Question

An antacid tablet weighing $1{\text{ g}}$ containing aluminium hydroxide as the only basic substance and the rest of its components being neutral, was dissolved in $200{\text{ mL}}$ of $0.1{\text{ M HCl}}$ . The excess ${\text{HCl}}$ was back titrated and required $90{\text{ mL}}$ of $0.1{\text{ N}}$ base for exact neutralisation. Milli equivalents of aluminium hydroxide in the sample of antacid tablet is:
(A) 9
(B) 11
(C) 12
(D) 20

Answer 1

Antacids are usually basic substances consumed at times of acidity in the stomach. In this question, an antacid made of aluminium hydroxide is used. The equivalents of aluminium hydroxide present in the antacid tablet have to be calculated using the back-titration method.

Complete step by step solution:
We are given an antacid tablet containing aluminium hydroxide as the basic substance was used and we are asked to calculate the milli equivalents of aluminium hydroxide present in a tablet. The given information are as follows:
Mass of antacid = $1{\text{ g}}$
The tablet is dissolved in a dilute solution of ${\text{HCl}}$ to neutralise the acid of known volume and concentration.
Volume of acid used = $200{\text{ mL}}$= $0.2{\text{ L}}$
Molarity of ${\text{HCl}}$ = $0.1{\text{ M}}$
No. of moles of acid used can be calculated using the following equation:
${\text{Molarity}} = \dfrac{{{\text{No}}{\text{. of moles}}}}{{{\text{Volume (in L)}}}}$ $\therefore$ ${\text{No}}{\text{. of moles = Molarity }} \times {\text{Volume (in L) }}$
So, ${\text{No}}{\text{. of moles = 0}}{\text{.2 moles}}$ of ${{\text{H}}^ + }$

So, the whole of the base in the antacid tablet would have reacted with the excess of acid in which the antacid tablet that was dissolved. The excess of acid or unreacted ${{\text{H}}^ + }$present in the solution is quantitatively measured by back titrating it with a known concentration of base whose concentration is given.
Normality of base = $0.1{\text{ N}}$
Suppose that the normality and molarity of the base is the same.
Molarity of base = $0.1{\text{ M}}$
Volume of base used = $90{\text{ mL}}$= $0.09{\text{ L}}$
$\therefore$ ${\text{No}}{\text{. of moles of base used = Molarity }} \times {\text{Volume (in L) }}$
$= {\text{ 0}}{\text{.1 mol}}{{\text{L}}^{ - 1}}{\text{ }} \times {\text{ 0}}{\text{.09 L}}$
$= {\text{ 0}}{\text{.009 moles}}$

$0.009{\text{ moles}}$ of base is used to neutralise excess ${{\text{H}}^ + }$ present in the solution.
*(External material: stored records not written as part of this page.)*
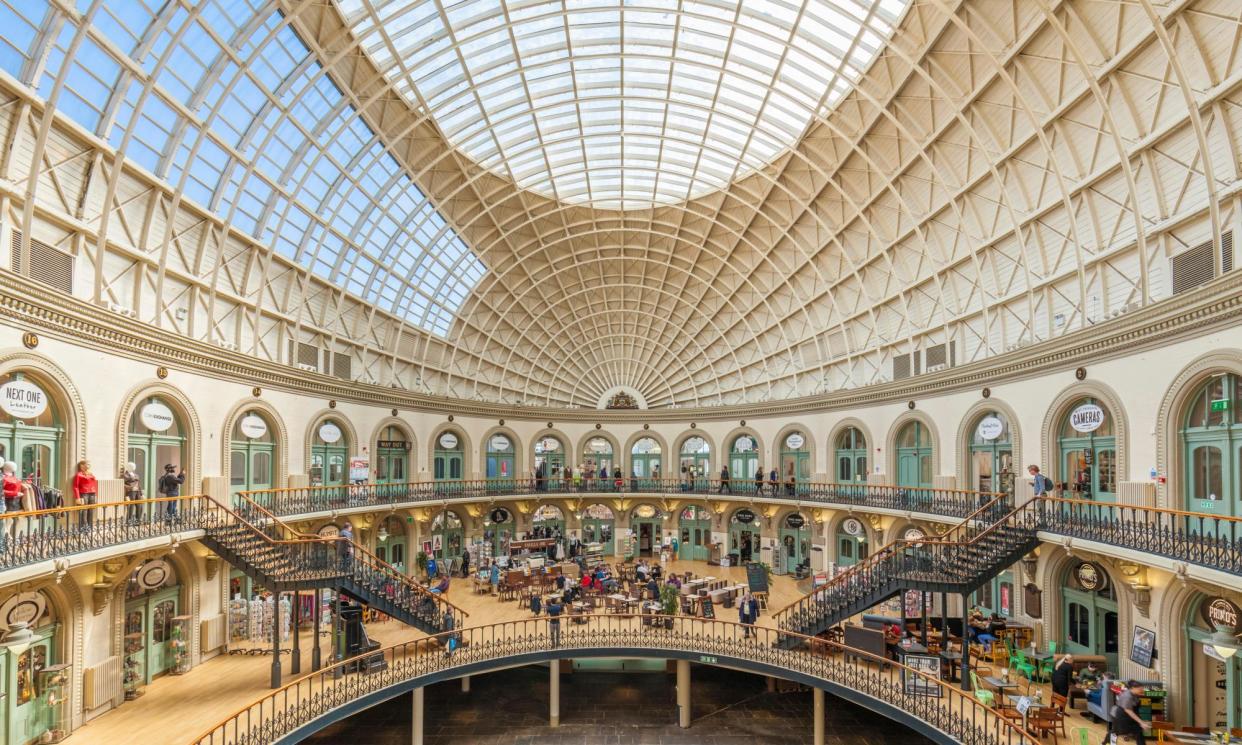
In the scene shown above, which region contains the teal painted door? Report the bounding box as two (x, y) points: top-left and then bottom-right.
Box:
(2, 626), (57, 745)
(897, 450), (931, 488)
(125, 587), (180, 685)
(229, 441), (274, 498)
(730, 526), (760, 563)
(581, 518), (615, 554)
(310, 445), (347, 486)
(780, 521), (809, 573)
(376, 447), (409, 484)
(434, 450), (463, 481)
(375, 536), (407, 573)
(1063, 587), (1119, 671)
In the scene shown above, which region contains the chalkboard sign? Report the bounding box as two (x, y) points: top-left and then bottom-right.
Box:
(700, 597), (715, 619)
(746, 564), (769, 593)
(901, 654), (942, 697)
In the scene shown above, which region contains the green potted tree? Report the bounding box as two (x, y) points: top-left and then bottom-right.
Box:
(659, 583), (680, 629)
(415, 551), (429, 581)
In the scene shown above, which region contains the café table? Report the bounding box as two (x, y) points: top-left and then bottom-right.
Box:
(983, 676), (1021, 695)
(939, 651), (962, 681)
(1168, 734), (1239, 744)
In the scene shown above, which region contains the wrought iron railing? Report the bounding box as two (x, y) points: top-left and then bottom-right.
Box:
(190, 615), (1034, 745)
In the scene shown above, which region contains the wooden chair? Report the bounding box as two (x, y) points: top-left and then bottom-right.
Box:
(1029, 707), (1066, 741)
(1050, 692), (1068, 713)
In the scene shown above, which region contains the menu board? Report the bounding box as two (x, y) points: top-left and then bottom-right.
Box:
(901, 654), (942, 696)
(700, 597), (715, 619)
(746, 564), (769, 594)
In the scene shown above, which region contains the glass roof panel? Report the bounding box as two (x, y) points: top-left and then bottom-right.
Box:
(338, 0), (910, 210)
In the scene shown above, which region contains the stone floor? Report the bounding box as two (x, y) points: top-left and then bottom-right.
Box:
(301, 665), (936, 745)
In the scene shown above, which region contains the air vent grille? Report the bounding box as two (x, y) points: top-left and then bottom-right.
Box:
(333, 352), (352, 380)
(1172, 231), (1234, 295)
(11, 231), (73, 293)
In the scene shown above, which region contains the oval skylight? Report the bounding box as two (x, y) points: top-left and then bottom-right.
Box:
(338, 0), (910, 210)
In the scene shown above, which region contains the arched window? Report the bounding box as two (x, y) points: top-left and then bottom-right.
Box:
(630, 437), (662, 486)
(532, 504), (565, 537)
(580, 503), (615, 554)
(1060, 562), (1119, 670)
(485, 433), (515, 483)
(375, 425), (411, 484)
(779, 431), (810, 489)
(629, 504), (663, 558)
(126, 395), (187, 502)
(895, 421), (933, 488)
(780, 513), (811, 574)
(533, 436), (566, 479)
(0, 371), (66, 491)
(727, 508), (761, 564)
(834, 427), (867, 482)
(230, 410), (275, 496)
(433, 430), (464, 481)
(374, 515), (407, 571)
(124, 558), (184, 684)
(1181, 375), (1242, 518)
(483, 506), (515, 555)
(968, 412), (1014, 496)
(1, 588), (62, 738)
(310, 418), (349, 487)
(679, 436), (711, 488)
(729, 435), (758, 482)
(583, 437), (614, 478)
(835, 517), (869, 567)
(1058, 398), (1116, 501)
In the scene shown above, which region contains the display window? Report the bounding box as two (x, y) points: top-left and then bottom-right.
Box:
(309, 418), (349, 487)
(1058, 398), (1116, 502)
(580, 503), (615, 554)
(0, 371), (66, 497)
(968, 412), (1014, 496)
(126, 395), (187, 509)
(0, 590), (62, 745)
(895, 421), (933, 488)
(123, 558), (182, 687)
(229, 410), (275, 498)
(835, 427), (867, 483)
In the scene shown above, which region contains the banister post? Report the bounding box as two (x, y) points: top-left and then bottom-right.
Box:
(961, 594), (971, 691)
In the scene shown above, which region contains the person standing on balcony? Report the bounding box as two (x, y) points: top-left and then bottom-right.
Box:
(1028, 465), (1055, 497)
(72, 460), (98, 530)
(158, 464), (185, 520)
(754, 466), (764, 495)
(546, 596), (563, 648)
(2, 461), (21, 514)
(768, 466), (779, 497)
(719, 465), (731, 494)
(739, 592), (759, 639)
(339, 521), (355, 572)
(121, 462), (142, 523)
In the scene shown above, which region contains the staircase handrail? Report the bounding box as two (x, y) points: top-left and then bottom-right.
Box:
(190, 614), (1034, 745)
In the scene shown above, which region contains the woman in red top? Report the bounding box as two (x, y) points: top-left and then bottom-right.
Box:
(2, 461), (21, 513)
(73, 460), (98, 529)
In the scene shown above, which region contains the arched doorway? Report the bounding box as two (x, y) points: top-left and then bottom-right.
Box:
(433, 430), (465, 482)
(1180, 375), (1241, 518)
(531, 504), (565, 538)
(373, 515), (407, 573)
(895, 421), (933, 489)
(123, 558), (184, 686)
(582, 437), (614, 484)
(580, 503), (615, 555)
(309, 418), (349, 487)
(678, 505), (712, 562)
(780, 512), (811, 574)
(679, 436), (711, 490)
(834, 426), (867, 482)
(1061, 561), (1119, 670)
(485, 433), (516, 486)
(779, 431), (810, 493)
(1058, 398), (1116, 501)
(430, 510), (464, 561)
(835, 517), (869, 568)
(630, 438), (662, 488)
(1186, 595), (1242, 729)
(729, 435), (759, 487)
(229, 410), (275, 498)
(375, 425), (411, 485)
(126, 395), (188, 511)
(0, 589), (64, 744)
(0, 370), (66, 495)
(483, 506), (515, 558)
(533, 436), (566, 485)
(729, 508), (761, 564)
(968, 412), (1014, 496)
(629, 504), (663, 558)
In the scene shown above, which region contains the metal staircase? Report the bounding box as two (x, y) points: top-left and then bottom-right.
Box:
(775, 495), (1038, 644)
(198, 494), (464, 636)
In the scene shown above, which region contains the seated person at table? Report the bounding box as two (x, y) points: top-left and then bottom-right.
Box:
(666, 574), (682, 590)
(1085, 672), (1114, 709)
(636, 560), (650, 581)
(646, 577), (659, 600)
(884, 623), (903, 648)
(580, 573), (593, 590)
(651, 564), (663, 581)
(1077, 660), (1101, 686)
(968, 607), (996, 650)
(430, 576), (450, 594)
(555, 573), (568, 591)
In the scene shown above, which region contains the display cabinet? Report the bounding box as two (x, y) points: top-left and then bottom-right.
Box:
(170, 615), (192, 674)
(37, 663), (70, 742)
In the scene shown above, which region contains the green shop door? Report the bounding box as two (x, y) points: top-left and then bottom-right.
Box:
(780, 514), (810, 573)
(1, 624), (58, 745)
(376, 447), (409, 484)
(1063, 588), (1119, 671)
(229, 441), (274, 497)
(124, 587), (180, 684)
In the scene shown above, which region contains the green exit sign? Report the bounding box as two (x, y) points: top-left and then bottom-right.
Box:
(699, 655), (718, 664)
(1211, 399), (1230, 412)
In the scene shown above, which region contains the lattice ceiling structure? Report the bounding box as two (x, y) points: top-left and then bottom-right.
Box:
(4, 0), (1240, 408)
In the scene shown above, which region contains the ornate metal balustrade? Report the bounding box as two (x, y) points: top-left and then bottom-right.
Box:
(190, 615), (1034, 745)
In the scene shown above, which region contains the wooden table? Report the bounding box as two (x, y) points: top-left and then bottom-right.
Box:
(983, 676), (1021, 694)
(939, 651), (962, 681)
(1168, 734), (1239, 744)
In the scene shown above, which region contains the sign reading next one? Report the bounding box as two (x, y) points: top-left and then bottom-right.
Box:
(0, 379), (48, 419)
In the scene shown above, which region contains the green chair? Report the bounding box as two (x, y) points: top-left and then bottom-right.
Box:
(970, 671), (995, 706)
(1036, 641), (1058, 681)
(1010, 648), (1037, 680)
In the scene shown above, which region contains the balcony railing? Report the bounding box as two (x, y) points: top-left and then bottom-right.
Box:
(191, 615), (1034, 745)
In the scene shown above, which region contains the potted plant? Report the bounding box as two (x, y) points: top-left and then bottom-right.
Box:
(659, 583), (680, 629)
(415, 551), (429, 580)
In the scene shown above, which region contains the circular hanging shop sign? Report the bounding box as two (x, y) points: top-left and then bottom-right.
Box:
(489, 507), (511, 525)
(976, 416), (1004, 441)
(0, 592), (45, 627)
(1201, 597), (1242, 631)
(0, 379), (47, 419)
(684, 436), (707, 452)
(318, 422), (342, 444)
(1075, 561), (1106, 591)
(439, 432), (458, 450)
(903, 527), (926, 541)
(734, 436), (755, 452)
(785, 513), (806, 529)
(587, 438), (610, 453)
(786, 433), (805, 449)
(318, 524), (340, 538)
(734, 509), (757, 524)
(843, 518), (865, 536)
(490, 435), (511, 452)
(136, 559), (172, 591)
(140, 401), (175, 432)
(239, 414), (267, 439)
(1069, 403), (1106, 433)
$\therefore$No. of moles of ${\text{HCl}}$ neutralised by antacid = Total no. of moles of ${{\text{H}}^ + }$- No. of moles of base used in back titration
$= {\text{ 0}}{\text{.02 - 0}}{\text{.009 }}$
$= {\text{ }}0.011{\text{ moles}}$
$= {\text{ 11 mmol}}$

Therefore, one antacid tablet contains $11{\text{ milli moles}}$ or $11{\text{ milli equivalents}}$ of aluminium hydroxide in it.

Hence, option (B) is the correct answer.

Note:
Titration is a commonly used laboratory method for quantitative analysis to determine the unknown concentration of a substance called analyte by using known volume and concentration of another substance called the titrant by the chemical reaction between the titrant and the analyte.